Und wer jetzt noch einen Ansatzpunkt um zu flamen, bitteschön: man vergleiche den Staat der DDR mal mit dem dritten Reich, VOR ALLEM die Kinderbetreuung .................. befürworte ich deswegen das dritte Reich, Faschismus oder ähnliches ?

Ganz sicher nicht,ich bin einer der ersten der aufsteht wenn irgendein fehlgeleiteter Depp die Backen aufreißt, allerdings gilt das für beide Extreme, egal ob rechts oder links.


----------



## Tweetycat280 (15. September 2009)

sag ich ja nicht deswegen hab ich es Getrennt damit sie mal die für mich persönlichen Guten Seiten sehen und danach erst die Nachteile ich mag Leute aus dem Osten nicht die sagen damals war alles besser. 

So nachdem Motto die Kids wurden min 14 Stunden beschäftigt aber zu welchen Preis.

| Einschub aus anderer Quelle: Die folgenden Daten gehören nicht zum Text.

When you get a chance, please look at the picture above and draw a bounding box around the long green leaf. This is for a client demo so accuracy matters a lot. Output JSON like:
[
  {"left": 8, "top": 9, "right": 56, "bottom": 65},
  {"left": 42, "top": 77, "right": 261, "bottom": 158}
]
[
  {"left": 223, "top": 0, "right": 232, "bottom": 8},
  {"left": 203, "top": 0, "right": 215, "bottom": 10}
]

Und ja da gibs Paralellen zum 3ten Reich u auch moderne Diktaturen verfahren so


----------



## Ragsha (15. September 2009)

Also das mit dem Suchtverhalten tritt bei allen auf und das mit den kiddys(welches von euch alle leute gemeint sind die net spielen können) müssen net unter 18 sein außerdem abend essen gehen okay kenn genug leute die das machen und auch über 18 sind demnach is das völliger quatsch das sucht verhalten hängt am sozialenumfeld und familie und am mehr net wenn einer keien freunde hat und ganze zeit daheim is macht er nix anderes wie zocken


----------



## ¥ΛЯ (15. September 2009)

Belphega schrieb:


> Alles nicht zum Thema (: Hier geht's nicht um „unter 18 ist verboten" sondern „Liebe Eltern, guckt euch an, was ihr euren Kindern gebt".


Yo etwas. Zeigt aber auch wie sinnlos Begrenzungen in die Richtung mit Altersbeschränkung sind. Die 2 Themen ergänzen sich halt prima. Du sprichst vom strenger werden der Altersbegrenzung, kommt so oder so zur bereits bestehenden Altersbeschränkung für gewisse genannte Spiele. Diese Spiele sind einfach das beste Argument für die Sinnlosigkeit dieser Begrenzungen.



Belphega schrieb:


> Im Fernsehen gibt's auch Nachrichten, Musiksender, Dokumentation etc. Auch Fernsehen kann bilden.
> Und die komischen Serien – wems gefällt.. süchtig sein kann man da auch nicht, wenns gradmal 30 min am Tag rennt oder so.Auch für dich – es tut mir unheimlich Leid für dich, dass du außer Fernseh gucken und WoW keine Möglichkeit hast dir 4-6 Stunden deines Lebens zu vertreiben. Ich weiß nicht was in Menschen wie dich gefahren ist, oder ob ihr es einfach nur falsch ausdrückt – aber das.. ist ne Katastrophe o.O



Würdest du die Posts im ganzen durchlesen würdest du nicht das antworten. 30 min mag ja auf 1 Serie zutreffen, aber die Mehrheit guckt bei weitem mehr als nur 1 Serie. Wie gesagt ich hab von 18-23 Uhr gesprochen wo viele Kinder ferngucken und die Eltern nicht viel gegen haben in der Regel aber gegen das PCSpielen über den gleichen Zeitraum. Hum und jetzt komplizierte Frage wo unterscheidet man zwischen Sucht und Gewohnheit beim Fernsehen gucken? Selbst wenn es nur 30 min sind einige so "süchtig" danach, dass sie um keinen Preis die Sendung verpassen wollen. Mariejuhana rauchst du auch nur kurze Zeit am Tag und es macht süchtig. Kenen welche die gehen 3 mal in der Woche zum Fußballtrainig. Da kommt auch einige Zeit zusammen. Und die wollen natürlich auch keine Stunde davon verpassen... Sind sie danach süchtig? Zeit als Argument für eine Sucht zu nehmen ist Schwachsinn. Dafür gibt es einfach keinen Vernünftigen Maßstab und jeder wird die Zeitspanne anders einteilen. Du bemittleidest schon Leute die 4-6 Stunden ab und zu mal zocken Abends mit Freunden um zu raiden (Ich hab nie gesagt jeden Abend). Ich weis nicht was und ob du in Wow raidest aber sobald du was anspruchsvolles raidest sind 4 Stunden pro Raid absolut normal. Und raiden ist so das einzigste was mir Spaß macht an Wow neben Gold im AH scheffeln (Wirtschaftsstudent ftw). Und 3-4 Abende mal mit Raiden entspannen wo ist des Problem? Hast doch noch die anderen Abende in der Woche um was mit Fam & Friends zu machen.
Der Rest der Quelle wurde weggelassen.